Competitors are responding with a series of JVs that await regulatory approval. Qantas-China Eastern received a draft rejection while Air New Zealand-Air China awaits approval and Air New Zealand-Cathay Pacific needs re-authorisation. The Qantas-China Eastern initial rejection appears misguided while New Zealand stakeholders are questioning the benefits of the Air NZ-Cathay alliance in a market that where capacity has decreased by 18% while the Air NZ-Singapore Airlines alliance has grown capacity by 20%.
It might appear lines in the market have been drawn, but it is still early days. China Southern’s achievement in the market is only its first. The question is what its next goal is, and the answer is being kept closely guarded.
Myanmar National Airlines (MNA) plans to launch services on the highly competitive Yangon-Singapore route in Aug-2015 as it starts to implement an ambitious international expansion plan. The newly rebranded government-owned carrier took delivery of the first of 10 737-800s in Jun-2015 and plans to operate five international routes by early 2016 as it grows its new narrowbody fleet.

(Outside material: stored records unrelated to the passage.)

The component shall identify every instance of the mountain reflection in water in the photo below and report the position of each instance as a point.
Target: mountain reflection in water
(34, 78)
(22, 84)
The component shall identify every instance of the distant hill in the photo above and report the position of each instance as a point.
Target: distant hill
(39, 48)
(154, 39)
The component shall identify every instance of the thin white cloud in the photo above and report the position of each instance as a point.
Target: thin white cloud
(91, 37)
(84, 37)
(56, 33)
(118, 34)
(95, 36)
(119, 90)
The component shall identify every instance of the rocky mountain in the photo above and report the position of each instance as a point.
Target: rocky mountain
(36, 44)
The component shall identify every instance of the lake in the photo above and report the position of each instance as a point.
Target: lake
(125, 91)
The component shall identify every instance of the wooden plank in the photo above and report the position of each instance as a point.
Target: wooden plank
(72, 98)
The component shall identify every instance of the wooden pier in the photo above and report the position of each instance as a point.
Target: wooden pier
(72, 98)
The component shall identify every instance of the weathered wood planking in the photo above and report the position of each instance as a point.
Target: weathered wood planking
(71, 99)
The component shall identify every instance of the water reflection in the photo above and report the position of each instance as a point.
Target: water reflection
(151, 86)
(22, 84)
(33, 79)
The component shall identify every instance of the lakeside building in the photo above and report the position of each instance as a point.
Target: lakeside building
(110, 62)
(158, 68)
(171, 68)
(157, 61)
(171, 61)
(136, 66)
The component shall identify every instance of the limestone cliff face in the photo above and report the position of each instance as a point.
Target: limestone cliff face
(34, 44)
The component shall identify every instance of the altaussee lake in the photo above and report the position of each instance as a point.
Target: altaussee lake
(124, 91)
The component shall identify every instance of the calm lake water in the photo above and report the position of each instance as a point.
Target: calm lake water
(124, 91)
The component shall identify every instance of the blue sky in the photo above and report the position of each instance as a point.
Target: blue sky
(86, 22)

But the airline faces huge challenges as it operates outside the domestic market for the first time in two decades. The Yangon-Singapore market is already experiencing overcapacity and Myanmar-based carriers have struggled to compete against their Singaporean competitors, forcing cutbacks at Myanmar Airways International (MAI) and the withdrawal of Golden Myanmar Airways.
MNA will inevitably face the same challenges in Singapore as other Burmese carriers, particularly given its brand is an unknown in the international market. North Asia, which MNA plans to enter in the coming months, will also be a challenging market.
Northeast Asia's combination passenger-freight airlines are re-fleeting their main deck cargo operations. EVA Air is the latest, announcing at the Paris Air Show its intent to acquire five 777Fs. The 777F has also been used to re-fleet the cargo units affiliated mainland China's big three airlines: Air China, China Eastern and China Southern. The largest in-service 777F fleet in the world is with China Southern, with 10. Korean Air has taken 777Fs in addition to 747-8Fs, which only Cathay in Asia has been the other combination airline to use. There are no known re-fleeting plans from Asiana and China Airlines.
The airlines that have re-fleeted have been optimistic about acquisition costs being offset by operating efficiencies.
Southeast Asia has a different outlook. Thai Airways has exited the main deck freight business and Malaysia Airlines may do the same, although both were small players. Singapore Airlines Cargo is the largest in Southeast Asia but with only eight in-service 747Fs and no plans to re-fleet. As with the passenger business, Southeast Asian carriers are disadvantaged in serving North America, the main freight route for Northeast Asian carriers. To Europe there is large competition, including from Gulf carriers.